The invention relates to an exhaust gas turbocharger for an internal combustion engine.
Such an exhaust gas turbocharger is described in the publication DE 197 52 534 C1. The exhaust gas turbocharger comprises a compressor, which is arranged in the induction system of the internal combustion engine and is connected by means of a shaft to an exhaust gas turbine located in the exhaust system of the internal combustion engine, which exhaust gas turbine is driven by the exhaust gases, of the internal combustion engine, which are at an increased exhaust gas back pressure. The compressor then induces ambient air and compresses the latter to an increased boost pressure, at which the combustion air is supplied to the internal combustion engine.
The exhaust gas turbine is equipped with a variable turbine geometry which permits the inlet flow cross section in the turbine to be adjustably set relative to the turbine rotor. Both during engine braking performance and in the fired propulsion mode of operation, this opens the possibility of covering a relatively wide performance spectrum for generating engine braking power and propulsion power. In this arrangement, the variable turbine geometry is converted into a back-pressure position, which reduces the inlet flow cross section, during engine braking operation. By this means, the exhaust gas back pressure is increased and the pistons of the internal combustion engine have to perform additional compression work against the exhaust gas back pressure. In the fired propulsion mode of operation, the variable turbine geometry is usually converted into an open position, which extends the inlet flow cross section and in which the maximum exhaust gas flow through the exhaust gas turbine is made possible.
The variable turbine geometry is embodied as a guide cascade, which is arranged in the inlet flow cross section and to which guide vanes are pivotably fastened, the guide vanes extending over the periphery of the guide cascade and each having a pivoting axis parallel to the axis of rotation of the supercharger. In the back-pressure position, the guide vanes are pivoted into a position in which only a minimum flow cross section is freed between two adjacent guide vanes. In the open position, on the other hand, there is a maximum flow path between adjacent guide vanes.

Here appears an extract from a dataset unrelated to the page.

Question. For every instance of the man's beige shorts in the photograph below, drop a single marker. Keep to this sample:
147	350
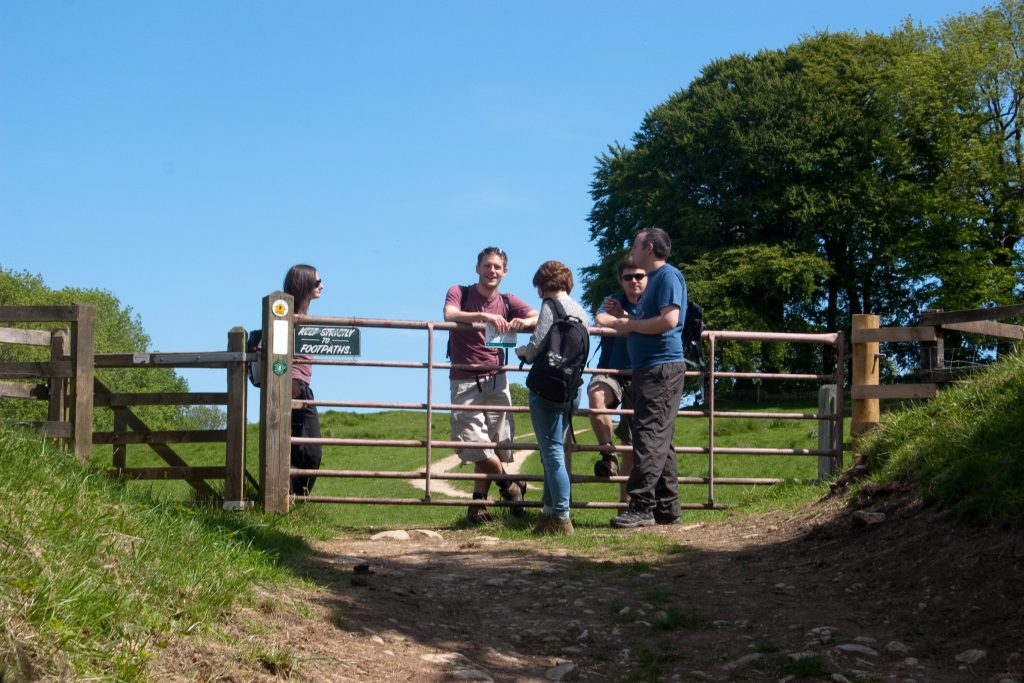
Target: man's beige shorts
476	426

Because of the high exhaust gas back pressure and the reduced flow cross section between adjacent guide vanes during engine braking operation, the problem can arise that compression shocks occur in the supersonic range in such guide cascades; these impinge on the turbine rotor and can lead to destruction of the turbine rotor blades. Efforts are therefore made to attenuate compression shocks in the exhaust gas flowing onto the turbine rotor but without impairing the engine braking effect, which latter presupposes a restricted inlet flow cross section. Although such compression shocks can be reduced by means of a relatively large distance between guide cascade and turbine rotor, this leads to a large design, which is not usually realizable because of the restricted space relationships in the engine compartment or in the internal combustion engine.

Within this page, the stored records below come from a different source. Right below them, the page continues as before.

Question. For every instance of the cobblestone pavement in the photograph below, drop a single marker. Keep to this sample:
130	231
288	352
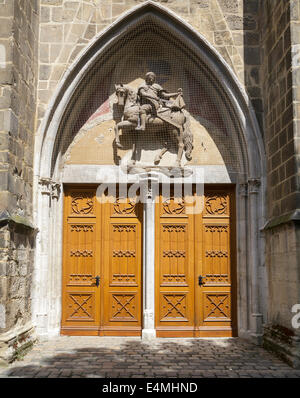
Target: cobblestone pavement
113	357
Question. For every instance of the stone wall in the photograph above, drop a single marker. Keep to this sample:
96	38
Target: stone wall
280	28
18	75
67	27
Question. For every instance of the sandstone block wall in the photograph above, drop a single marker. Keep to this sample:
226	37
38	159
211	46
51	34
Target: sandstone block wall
18	76
40	39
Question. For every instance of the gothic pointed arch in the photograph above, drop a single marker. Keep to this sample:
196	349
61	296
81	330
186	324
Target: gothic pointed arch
148	29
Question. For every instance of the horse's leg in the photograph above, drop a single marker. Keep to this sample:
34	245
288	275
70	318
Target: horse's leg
180	146
160	155
124	123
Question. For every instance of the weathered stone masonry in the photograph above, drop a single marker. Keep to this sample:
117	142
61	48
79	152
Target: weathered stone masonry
18	76
258	39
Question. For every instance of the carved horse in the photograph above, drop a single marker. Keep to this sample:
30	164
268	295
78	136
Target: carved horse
170	125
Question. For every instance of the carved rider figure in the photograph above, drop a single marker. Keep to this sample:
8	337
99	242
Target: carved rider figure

From the dissertation “Strömungssimulation zur optimierten Gestaltung von Turbomaschinenkomponenten” (Flow simulation of the optimized design of turbomachine components) by A. W. Reichert, Duisburg, 1994, it is known art—in the case of large-sized, stationary turbomachines—to provide a guide cascade ring which contains guide vanes and radially encompasses the turbine rotor. On their inner surface, these guide vanes have a flow edge, which effects a multiple reflection of the compression shock of the entering gaseous medium, by which means the compression shock is attenuated. This dissertation does not, however, provide for an application to small-sized exhaust gas turbochargers.